Govt scheme to give liquidity support for NBFCs, HFCs

New SPV to purchase short-term papers from these cos

MUMBAI: The government of India on Wednesday approved a scheme to improve the liquidity position of those NBFCs and HFCs that satisfy norms set on different parameters including capital adequacy ratio (CAR), profitability, and NPA.

RBI said the relief is established through a Special Purpose Vehicle (SPV) and is aimed at avoiding any potential systemic risks to the financial sector.

SBICAP to manage operation

As per the Government decision, SBICAP which is a subsidiary of the State Bank of India has set up a SPV (special liquidity scheme (SLS) Trust) to manage this operation. The SPV will purchase the short-term papers from eligible NBFCs/HFCs, who in turn can utilise the proceeds under this scheme solely for the purpose of extinguishing existing liabilities.

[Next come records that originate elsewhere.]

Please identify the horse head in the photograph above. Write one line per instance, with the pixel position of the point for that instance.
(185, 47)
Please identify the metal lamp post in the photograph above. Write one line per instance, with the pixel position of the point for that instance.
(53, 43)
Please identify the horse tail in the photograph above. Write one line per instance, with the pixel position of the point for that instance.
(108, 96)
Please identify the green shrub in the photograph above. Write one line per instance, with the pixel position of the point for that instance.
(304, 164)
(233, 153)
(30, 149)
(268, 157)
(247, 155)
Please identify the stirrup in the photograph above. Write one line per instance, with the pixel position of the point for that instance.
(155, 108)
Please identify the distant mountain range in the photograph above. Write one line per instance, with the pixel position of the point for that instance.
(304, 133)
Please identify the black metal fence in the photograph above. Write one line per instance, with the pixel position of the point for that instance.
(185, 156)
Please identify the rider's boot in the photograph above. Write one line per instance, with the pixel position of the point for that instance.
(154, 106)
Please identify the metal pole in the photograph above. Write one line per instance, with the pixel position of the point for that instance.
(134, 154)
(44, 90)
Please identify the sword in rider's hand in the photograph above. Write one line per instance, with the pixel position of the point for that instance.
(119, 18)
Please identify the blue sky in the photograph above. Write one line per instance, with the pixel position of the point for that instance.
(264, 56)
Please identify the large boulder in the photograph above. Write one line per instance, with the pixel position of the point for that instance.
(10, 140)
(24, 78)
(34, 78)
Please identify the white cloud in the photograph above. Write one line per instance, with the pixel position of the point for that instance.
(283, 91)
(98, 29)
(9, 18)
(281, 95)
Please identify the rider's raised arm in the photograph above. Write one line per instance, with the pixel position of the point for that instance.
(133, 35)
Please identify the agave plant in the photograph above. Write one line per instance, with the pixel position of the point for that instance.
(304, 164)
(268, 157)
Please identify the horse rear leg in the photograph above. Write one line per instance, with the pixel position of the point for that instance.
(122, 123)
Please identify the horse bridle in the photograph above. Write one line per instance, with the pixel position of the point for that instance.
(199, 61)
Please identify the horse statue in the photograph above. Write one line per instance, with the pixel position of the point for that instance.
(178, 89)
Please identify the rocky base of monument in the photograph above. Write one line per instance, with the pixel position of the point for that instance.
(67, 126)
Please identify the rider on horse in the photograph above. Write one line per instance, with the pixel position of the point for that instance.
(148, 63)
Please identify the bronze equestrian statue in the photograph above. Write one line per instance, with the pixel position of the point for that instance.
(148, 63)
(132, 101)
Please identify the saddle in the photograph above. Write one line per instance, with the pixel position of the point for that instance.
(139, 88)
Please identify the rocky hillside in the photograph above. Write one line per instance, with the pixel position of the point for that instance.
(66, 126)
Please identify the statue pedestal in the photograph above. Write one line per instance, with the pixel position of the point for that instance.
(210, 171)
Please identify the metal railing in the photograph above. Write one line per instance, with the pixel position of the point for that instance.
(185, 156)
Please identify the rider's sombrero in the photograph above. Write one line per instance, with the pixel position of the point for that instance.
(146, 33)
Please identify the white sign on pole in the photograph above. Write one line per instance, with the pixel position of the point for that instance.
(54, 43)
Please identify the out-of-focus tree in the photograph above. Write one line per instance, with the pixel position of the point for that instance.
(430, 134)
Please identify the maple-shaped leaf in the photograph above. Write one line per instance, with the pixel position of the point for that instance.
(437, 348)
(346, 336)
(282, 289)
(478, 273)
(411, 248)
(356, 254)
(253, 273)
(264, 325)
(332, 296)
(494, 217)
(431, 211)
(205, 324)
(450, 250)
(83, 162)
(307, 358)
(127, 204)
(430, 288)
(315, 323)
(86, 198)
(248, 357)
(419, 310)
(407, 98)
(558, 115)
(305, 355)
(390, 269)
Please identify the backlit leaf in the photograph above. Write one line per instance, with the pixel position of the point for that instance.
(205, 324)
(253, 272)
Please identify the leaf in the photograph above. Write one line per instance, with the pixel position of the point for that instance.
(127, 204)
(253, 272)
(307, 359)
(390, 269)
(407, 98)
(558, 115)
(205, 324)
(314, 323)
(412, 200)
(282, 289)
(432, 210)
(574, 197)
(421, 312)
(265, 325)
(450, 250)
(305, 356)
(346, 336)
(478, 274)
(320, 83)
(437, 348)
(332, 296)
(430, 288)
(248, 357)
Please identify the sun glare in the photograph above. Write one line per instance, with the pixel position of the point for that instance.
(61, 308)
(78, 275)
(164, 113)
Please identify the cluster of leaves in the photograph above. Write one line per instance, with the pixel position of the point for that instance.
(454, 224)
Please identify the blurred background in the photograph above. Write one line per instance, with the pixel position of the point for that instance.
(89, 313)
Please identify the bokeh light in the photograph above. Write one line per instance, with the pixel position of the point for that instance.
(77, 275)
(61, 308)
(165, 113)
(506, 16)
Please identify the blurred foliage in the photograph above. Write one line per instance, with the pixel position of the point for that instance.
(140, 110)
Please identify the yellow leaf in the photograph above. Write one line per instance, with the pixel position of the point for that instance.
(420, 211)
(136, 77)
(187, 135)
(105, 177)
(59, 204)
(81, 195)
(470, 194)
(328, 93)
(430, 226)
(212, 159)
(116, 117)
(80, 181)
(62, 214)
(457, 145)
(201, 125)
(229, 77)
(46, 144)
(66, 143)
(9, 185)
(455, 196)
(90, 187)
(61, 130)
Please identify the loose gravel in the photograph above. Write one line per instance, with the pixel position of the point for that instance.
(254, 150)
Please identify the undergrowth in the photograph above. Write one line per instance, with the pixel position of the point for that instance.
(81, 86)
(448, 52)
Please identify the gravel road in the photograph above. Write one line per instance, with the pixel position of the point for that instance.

The instruments will be CPs and NCDs with a residual maturity of not more than three months and rated as investment grade.

The facility will not be available for any paper issued after September 30, 2020 and the SPV would cease to make fresh purchases after September 30, 2020 and would recover all dues by December 31, 2020; or as may be modified subsequently under the scheme.

Eligibility criteria

To be eligible under the scheme, RBI laid out the conditions:

  1. a) The Non-Banking Financial Companies (NBFCs), including Microfinance Institutions (MFIs) that are registered with the RBI, under the Reserve Bank of India Act, 1934, excluding those registered as Core Investment Companies
  2. b) Housing Finance Companies (HFCs) that are registered under the National Housing Bank Act, 1987
  3. c) CRAR/CAR of NBFCs/HFCs should not be below the regulatory minimum, i.e., 15 per cent and 12 per cent respectively as on March 31, 2019
  4. d) The net non-performing assets (net NPA) should not be more than 6 per cent as on March 31, 2019
  5. e) The respective companies should have made net profit in at least one of the last two preceding financial years (i.e. 2017-18 and 2018-19)
  6. f) They should not have been reported under SMA-1 or SMA-2 category by any bank for their borrowings during last one year prior to August 01, 2018 – meaning that they should not have any bank loans that are risky during the said period.
  7. g) They should be rated investment grade by a SEBI registered rating agency
  8. h) They should comply with the requirement of the SPV for an appropriate level of collateral from the entity, which, however, would be optional and to be decided by the SPV.